Due to the poor security situation in the country, the German Embassy in Sanaa had to be closed in 2015. The ensuing civil war led to foreign intervention in the country and a severe humanitarian crisis. German weapons were also used in the war, as German arms companies had supplied weapons to participants in the foreign coalition in Yemen, such as Saudi Arabia and the United Arab Emirates. In 2017, the German government under Angela Merkel offered to accept a mediation role between the warring parties. In 2019, members of the German Armed Forces participated in UN missions in Yemen.

== Economic relations ==
In 2013, Germany exported goods worth 227 million euros to Yemen and imported goods worth 4 million euros in return. With the start of the civil war in 2015, the exchange of goods between the two countries decreased. In 2021, the bilateral trade volume was around 180 million euros, placing Yemen 123rd in the ranking of Germany's trading partners.

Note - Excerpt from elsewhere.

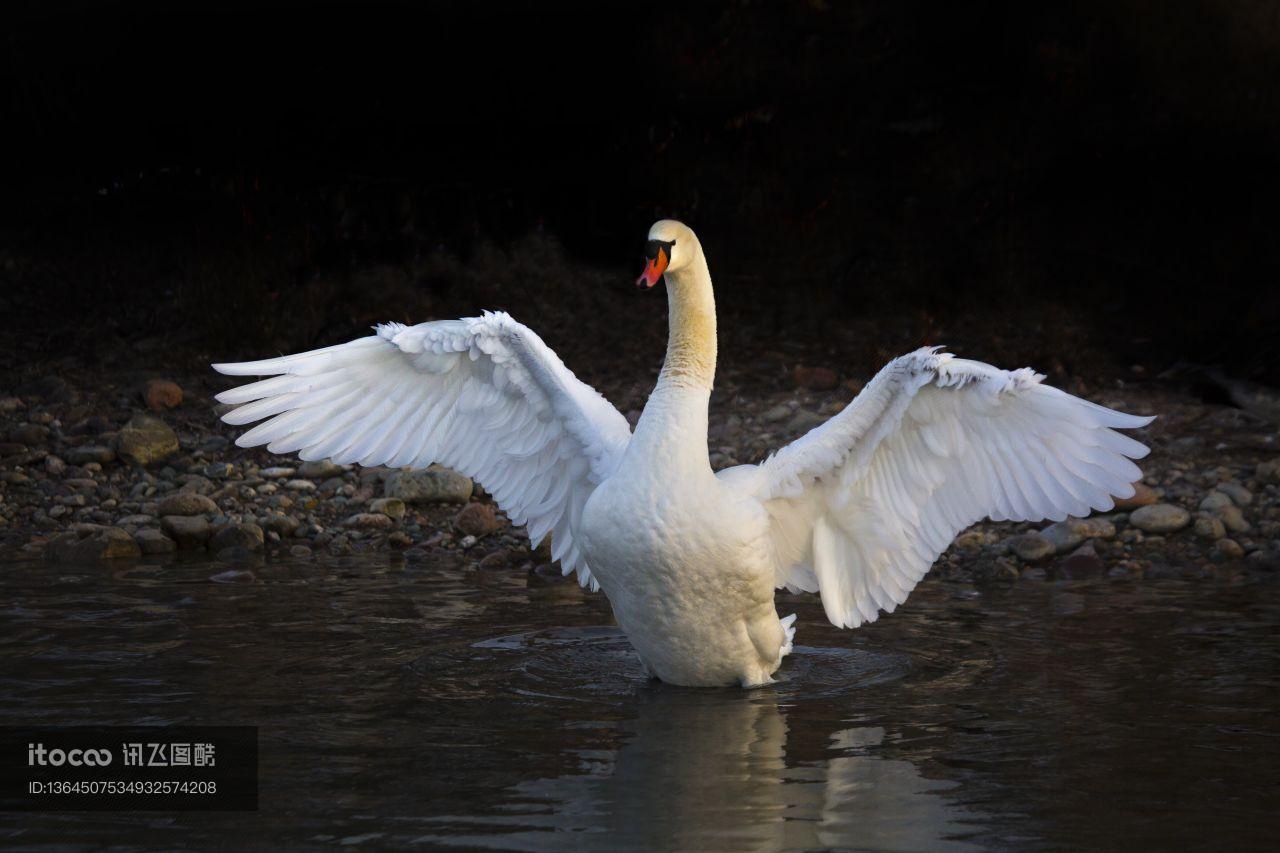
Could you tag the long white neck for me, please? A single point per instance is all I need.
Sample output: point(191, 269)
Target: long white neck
point(672, 430)
point(691, 327)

There is a double taxation agreement between the two countries for the aviation sector (2007) and an investment protection agreement (2008). However, due to the difficult situation in Yemen, there has been little investment by German companies.

== Development cooperation ==
Germany has been providing development aid in Yemen since the 1960s. In 1983, the German Society for International Cooperation opened an office in Sanaa. Yemen-Kinderhilfe Aichach e. V. was founded in 2003. German development aid focuses on education and water supply. In 2021, the German government allocated 200 million euros to combat the humanitarian crisis and hunger in the country.

== Cultural relations ==
The German Archaeological Institute has been involved in the preservation of Yemen's cultural heritage and some Yemenis have studied in Germany. German culture and research has a good reputation in Yemen, however, cultural exchange is hampered by the poor security situation in Yemen.

The German-Yemeni Society has promoted cultural contact between the two societies since 1970.

== Migration ==
In 2021, just under 9,000 Yemenis lived in Germany, nearly 1,200 more than two years earlier. Well-known German Yemenis include Green Party politician Tarek Al-Wazir.

== Diplomatic missions ==

- Germany has an embassy in Sanaa. (operated from Amman since 2015).
- Yemen has an embassy in Berlin and a consulate general in Frankfurt.